Nun könnte man vermuten, dass dies damit zusammenhängt, dass 40 Prozent der Bewohner der Stadtstaaten nicht dort geboren sind: Überdurchschnittlich viele geben an, dass der Studien- oder Ausbildungsplatz der wichtigste Grund für die Wahl des Wohnsitzes war. Aber in Schleswig-Holstein, wo mehr Menschen leben, weil sie hier geboren sind, ist die Mehrheit für einen Zusammenschluss genauso groß, und in Niedersachsen sind es immerhin 55 Prozent.

In Bayern, Baden-Württemberg, Nordrhein-Westfalen oder etwa Sachsen ist die deutliche Mehrheit gegen einen Zusammenschluss, nur in Rheinland-Pfalz und dem Saarland haben die Zusammenschluss-Befürworter eine ebenso klare Mehrheit wie im Norden.

Infas hat in jedem Bundesland 250 Bürger telefonisch befragt. Die Ergebnisse zeigen, dass überall die Identifikation mit dem Wohnort besonders hoch ist. Auf die Frage, welche politische Ebene zukünftig eine stärkere Rolle spielen sollte, wird die Kommune am Häufigsten genannt. Es folgen in Norddeutschland die EU und die Bundesebene auf Rang zwei, das Bundesland liegt weit abgeschlagen hinten. Umgekehrt sind rund ein Viertel der Bundesbürger sogar der Ansicht, dass Bundesländer komplett überflüssig seien – in Bremen sind das 24 Prozent, in Hamburg 20 Prozent, in Schleswig-Holstein und Niedersachsen 27 beziehungsweise 28 Prozent. Das Bundesland Nordrhein-Westfalen liegt bei dieser Frage mit 29 Prozent an der Spitze – in Nordrhein-Westfalen wie in Niedersachsen ist den Interviewten auf die Frage, was sie denn Besonderes mit ihrem Bundesland verbinden, schlicht gar nichts eingefallen.

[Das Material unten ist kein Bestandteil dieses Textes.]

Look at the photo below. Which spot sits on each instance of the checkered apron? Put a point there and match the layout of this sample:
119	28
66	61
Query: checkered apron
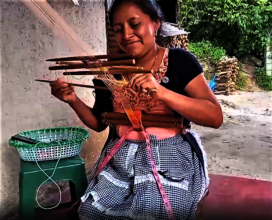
126	187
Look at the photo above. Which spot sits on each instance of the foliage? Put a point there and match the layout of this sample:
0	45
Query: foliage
263	80
239	26
206	51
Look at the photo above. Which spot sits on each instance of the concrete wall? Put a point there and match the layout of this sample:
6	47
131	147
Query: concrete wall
25	104
268	58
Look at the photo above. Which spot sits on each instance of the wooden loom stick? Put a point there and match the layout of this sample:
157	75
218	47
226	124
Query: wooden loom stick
74	84
114	72
93	65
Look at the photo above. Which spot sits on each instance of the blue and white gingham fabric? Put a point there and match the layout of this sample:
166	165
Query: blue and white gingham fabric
126	188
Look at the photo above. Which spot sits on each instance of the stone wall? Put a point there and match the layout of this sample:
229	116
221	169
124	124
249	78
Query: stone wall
25	104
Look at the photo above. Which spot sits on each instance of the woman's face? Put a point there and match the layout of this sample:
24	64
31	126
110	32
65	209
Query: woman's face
134	30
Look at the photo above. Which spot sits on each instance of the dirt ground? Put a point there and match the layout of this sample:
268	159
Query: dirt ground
243	144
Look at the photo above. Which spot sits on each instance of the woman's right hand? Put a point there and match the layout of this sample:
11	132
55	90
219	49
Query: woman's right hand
63	91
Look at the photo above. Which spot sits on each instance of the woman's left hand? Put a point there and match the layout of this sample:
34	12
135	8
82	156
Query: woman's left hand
146	83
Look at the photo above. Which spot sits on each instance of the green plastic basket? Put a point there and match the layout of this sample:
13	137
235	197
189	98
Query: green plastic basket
60	142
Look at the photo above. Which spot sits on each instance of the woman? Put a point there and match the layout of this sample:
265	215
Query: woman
126	188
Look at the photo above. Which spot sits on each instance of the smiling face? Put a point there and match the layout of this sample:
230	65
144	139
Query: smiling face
134	30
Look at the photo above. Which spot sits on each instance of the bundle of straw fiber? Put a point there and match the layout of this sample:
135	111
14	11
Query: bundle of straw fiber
226	76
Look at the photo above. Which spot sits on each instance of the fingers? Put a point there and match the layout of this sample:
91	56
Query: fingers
136	79
58	84
136	82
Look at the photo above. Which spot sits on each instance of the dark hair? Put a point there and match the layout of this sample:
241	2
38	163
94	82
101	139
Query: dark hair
149	7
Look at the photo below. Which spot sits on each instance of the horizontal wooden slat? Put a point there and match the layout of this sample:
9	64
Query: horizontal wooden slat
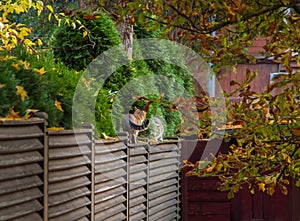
8	186
29	217
138	192
110	212
20	210
19	171
64	186
137	167
108	157
108	147
137	200
73	215
70	173
164	162
68	207
65	163
19	197
18	146
71	139
102	196
162	191
68	196
163	170
162	177
138	216
64	152
20	158
163	148
104	205
137	159
20	132
119	216
102	168
135	177
111	175
104	186
165	183
163	155
136	209
137	151
137	184
168	214
162	198
164	205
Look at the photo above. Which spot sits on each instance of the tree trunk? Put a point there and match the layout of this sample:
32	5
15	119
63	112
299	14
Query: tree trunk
125	29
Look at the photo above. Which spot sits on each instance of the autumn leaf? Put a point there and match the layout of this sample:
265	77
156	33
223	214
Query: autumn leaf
20	91
13	115
58	105
40	71
55	128
261	186
29	113
16	66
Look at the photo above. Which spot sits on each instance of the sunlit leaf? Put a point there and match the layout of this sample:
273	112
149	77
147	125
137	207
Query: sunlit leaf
58	105
21	92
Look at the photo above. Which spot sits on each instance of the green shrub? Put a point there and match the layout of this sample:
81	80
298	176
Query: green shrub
45	91
77	51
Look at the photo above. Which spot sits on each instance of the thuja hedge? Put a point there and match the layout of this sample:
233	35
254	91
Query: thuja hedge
77	51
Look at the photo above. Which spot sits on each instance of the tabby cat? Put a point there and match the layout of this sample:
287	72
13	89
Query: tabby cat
134	123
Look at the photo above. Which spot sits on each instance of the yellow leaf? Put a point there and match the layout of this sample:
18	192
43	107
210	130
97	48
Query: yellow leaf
40	71
55	128
20	91
58	105
50	8
12	114
84	33
39	41
210	169
16	66
261	186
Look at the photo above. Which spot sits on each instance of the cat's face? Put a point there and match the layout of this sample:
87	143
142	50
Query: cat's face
140	114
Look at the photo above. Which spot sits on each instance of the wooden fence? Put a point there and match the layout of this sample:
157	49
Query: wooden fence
69	175
202	201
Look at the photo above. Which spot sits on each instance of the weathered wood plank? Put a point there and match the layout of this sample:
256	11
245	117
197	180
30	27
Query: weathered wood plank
58	164
19	171
68	196
8	186
105	167
20	158
18	146
104	205
64	152
67	185
65	140
19	210
72	215
15	198
55	176
104	215
67	207
20	132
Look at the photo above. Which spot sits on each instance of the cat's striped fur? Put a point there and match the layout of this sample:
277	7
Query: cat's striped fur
134	123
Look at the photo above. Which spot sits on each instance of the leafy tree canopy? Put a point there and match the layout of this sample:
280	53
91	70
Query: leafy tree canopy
267	149
222	30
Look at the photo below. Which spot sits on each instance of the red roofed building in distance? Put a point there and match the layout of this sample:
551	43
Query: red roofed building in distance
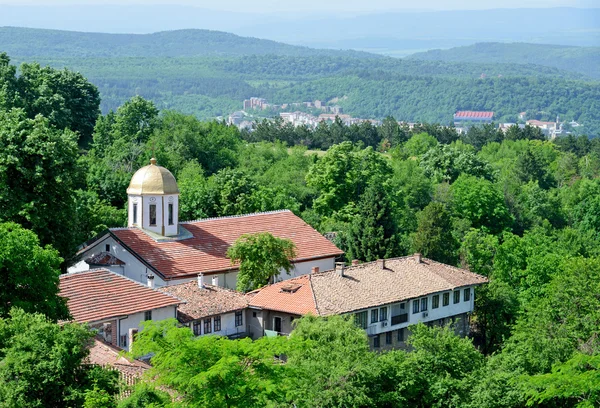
114	304
385	297
155	244
462	118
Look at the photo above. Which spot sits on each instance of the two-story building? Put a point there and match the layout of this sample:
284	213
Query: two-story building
113	304
385	297
156	245
210	309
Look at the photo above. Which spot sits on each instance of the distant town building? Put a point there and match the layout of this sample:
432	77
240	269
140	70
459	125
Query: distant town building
462	118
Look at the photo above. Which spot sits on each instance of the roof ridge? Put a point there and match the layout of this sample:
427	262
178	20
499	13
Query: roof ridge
235	216
120	276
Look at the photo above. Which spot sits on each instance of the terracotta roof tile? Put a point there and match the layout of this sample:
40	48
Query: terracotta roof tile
99	294
200	303
104	259
205	251
104	354
293	296
473	114
363	286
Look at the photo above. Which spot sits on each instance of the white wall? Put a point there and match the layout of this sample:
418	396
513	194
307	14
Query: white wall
133	321
432	315
228	326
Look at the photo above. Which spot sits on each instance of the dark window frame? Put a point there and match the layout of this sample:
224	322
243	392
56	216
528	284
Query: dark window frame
152	217
374	315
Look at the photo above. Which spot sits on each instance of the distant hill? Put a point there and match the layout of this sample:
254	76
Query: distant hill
584	60
32	42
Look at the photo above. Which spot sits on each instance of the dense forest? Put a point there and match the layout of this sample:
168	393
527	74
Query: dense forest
584	60
514	207
191	78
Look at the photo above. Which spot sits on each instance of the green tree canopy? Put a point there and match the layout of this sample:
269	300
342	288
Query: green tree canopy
29	274
260	256
42	363
38	173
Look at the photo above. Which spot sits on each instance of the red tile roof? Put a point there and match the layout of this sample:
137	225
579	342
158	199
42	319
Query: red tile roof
104	259
205	251
98	294
293	296
201	303
473	114
107	355
363	286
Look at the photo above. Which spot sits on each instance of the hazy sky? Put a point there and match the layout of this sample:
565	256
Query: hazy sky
312	6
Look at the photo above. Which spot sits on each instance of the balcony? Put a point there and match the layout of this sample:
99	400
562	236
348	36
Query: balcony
403	318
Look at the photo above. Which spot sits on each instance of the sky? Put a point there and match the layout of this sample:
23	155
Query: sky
311	6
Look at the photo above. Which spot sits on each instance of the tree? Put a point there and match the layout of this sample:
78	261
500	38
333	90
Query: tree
481	202
261	256
328	363
29	274
444	163
42	364
38	172
372	232
211	371
65	98
433	238
342	175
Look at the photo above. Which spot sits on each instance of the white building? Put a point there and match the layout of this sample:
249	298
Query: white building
155	244
113	304
210	309
385	297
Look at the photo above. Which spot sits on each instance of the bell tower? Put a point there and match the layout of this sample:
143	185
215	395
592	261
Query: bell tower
153	200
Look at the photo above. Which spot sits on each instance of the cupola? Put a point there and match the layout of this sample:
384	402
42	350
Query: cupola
154	200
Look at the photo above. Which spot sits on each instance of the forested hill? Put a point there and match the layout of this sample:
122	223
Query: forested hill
32	42
584	60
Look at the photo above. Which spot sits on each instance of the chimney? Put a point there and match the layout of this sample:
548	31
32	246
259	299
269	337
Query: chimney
339	267
151	281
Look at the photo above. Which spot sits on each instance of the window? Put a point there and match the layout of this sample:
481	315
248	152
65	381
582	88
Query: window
207	326
401	335
170	213
135	213
153	215
361	319
374	315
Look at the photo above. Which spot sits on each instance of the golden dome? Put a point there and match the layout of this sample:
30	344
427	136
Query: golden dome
152	179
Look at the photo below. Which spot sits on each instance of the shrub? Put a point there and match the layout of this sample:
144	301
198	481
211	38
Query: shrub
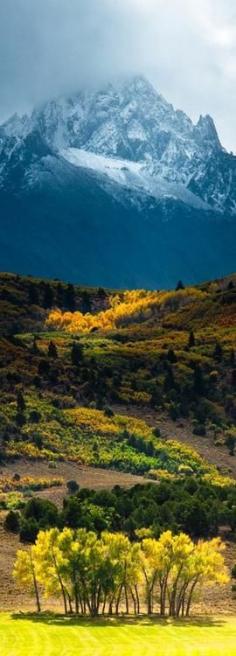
12	522
108	412
72	487
199	429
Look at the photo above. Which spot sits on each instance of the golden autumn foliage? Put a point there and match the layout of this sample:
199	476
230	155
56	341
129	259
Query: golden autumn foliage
107	574
128	307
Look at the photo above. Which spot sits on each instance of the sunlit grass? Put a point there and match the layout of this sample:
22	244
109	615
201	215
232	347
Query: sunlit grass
50	636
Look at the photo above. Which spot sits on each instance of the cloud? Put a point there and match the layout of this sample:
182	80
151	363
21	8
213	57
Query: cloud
187	49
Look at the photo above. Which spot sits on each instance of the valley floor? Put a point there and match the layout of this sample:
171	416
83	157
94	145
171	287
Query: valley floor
53	635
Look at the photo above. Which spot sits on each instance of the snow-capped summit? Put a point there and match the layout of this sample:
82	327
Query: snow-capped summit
129	120
115	187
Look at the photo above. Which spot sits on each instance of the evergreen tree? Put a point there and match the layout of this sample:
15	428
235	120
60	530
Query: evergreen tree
48	295
33	294
76	354
59	295
218	352
20	409
180	285
191	339
171	356
21	405
69	300
85	302
35	348
52	350
232	358
198	381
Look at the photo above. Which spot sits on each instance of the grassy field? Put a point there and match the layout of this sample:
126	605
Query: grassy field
47	636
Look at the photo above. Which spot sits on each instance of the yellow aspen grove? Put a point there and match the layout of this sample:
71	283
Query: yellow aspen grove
25	571
109	574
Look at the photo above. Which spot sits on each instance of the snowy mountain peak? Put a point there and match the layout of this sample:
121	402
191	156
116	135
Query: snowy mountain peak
130	121
207	130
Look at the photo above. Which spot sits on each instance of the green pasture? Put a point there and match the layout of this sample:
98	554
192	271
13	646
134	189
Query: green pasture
22	635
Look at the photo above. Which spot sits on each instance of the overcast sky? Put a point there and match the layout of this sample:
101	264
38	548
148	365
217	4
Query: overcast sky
187	48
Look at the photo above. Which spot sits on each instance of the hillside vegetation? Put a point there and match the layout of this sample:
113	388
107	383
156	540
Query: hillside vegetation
68	353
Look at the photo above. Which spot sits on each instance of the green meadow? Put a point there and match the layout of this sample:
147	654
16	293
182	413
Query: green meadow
21	635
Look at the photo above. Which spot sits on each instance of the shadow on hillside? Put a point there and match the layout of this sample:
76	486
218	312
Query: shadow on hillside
109	621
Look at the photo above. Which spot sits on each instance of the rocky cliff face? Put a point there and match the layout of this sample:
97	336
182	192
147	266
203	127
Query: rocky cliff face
125	155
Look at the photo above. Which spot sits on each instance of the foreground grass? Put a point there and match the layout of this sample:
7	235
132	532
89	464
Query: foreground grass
52	635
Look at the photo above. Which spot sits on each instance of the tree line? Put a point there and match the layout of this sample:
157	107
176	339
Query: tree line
112	575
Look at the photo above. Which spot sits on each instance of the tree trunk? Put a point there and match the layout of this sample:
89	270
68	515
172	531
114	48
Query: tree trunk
190	597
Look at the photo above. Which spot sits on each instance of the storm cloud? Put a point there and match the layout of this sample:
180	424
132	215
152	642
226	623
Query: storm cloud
186	48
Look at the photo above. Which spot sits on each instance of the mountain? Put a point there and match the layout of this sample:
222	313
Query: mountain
116	187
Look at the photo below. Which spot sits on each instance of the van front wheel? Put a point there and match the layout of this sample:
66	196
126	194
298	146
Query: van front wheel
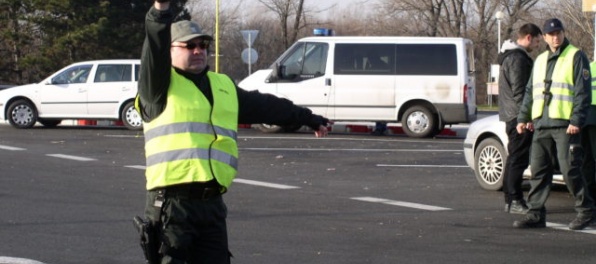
419	122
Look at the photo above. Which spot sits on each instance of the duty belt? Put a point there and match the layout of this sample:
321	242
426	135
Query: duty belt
200	191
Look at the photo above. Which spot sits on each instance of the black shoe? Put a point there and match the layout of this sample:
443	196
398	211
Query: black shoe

Spitze ist dagegen Bremen bei der Antwort auf die Frage, ob der Länderfinanzausgleich beibehalten werden sollte – 90 Prozent wollen das Geld. Im norddeutschen Geberland Hamburg sind immerhin noch 73 Prozent dafür. In den beiden Stadtstaaten befürwortet knapp die Hälfte der Befragten gleichzeitig ein „Schuldenverbot“ in der Verfassung – nur in Sachsen und Sachsen-Anhalt sind das deutlich mehr.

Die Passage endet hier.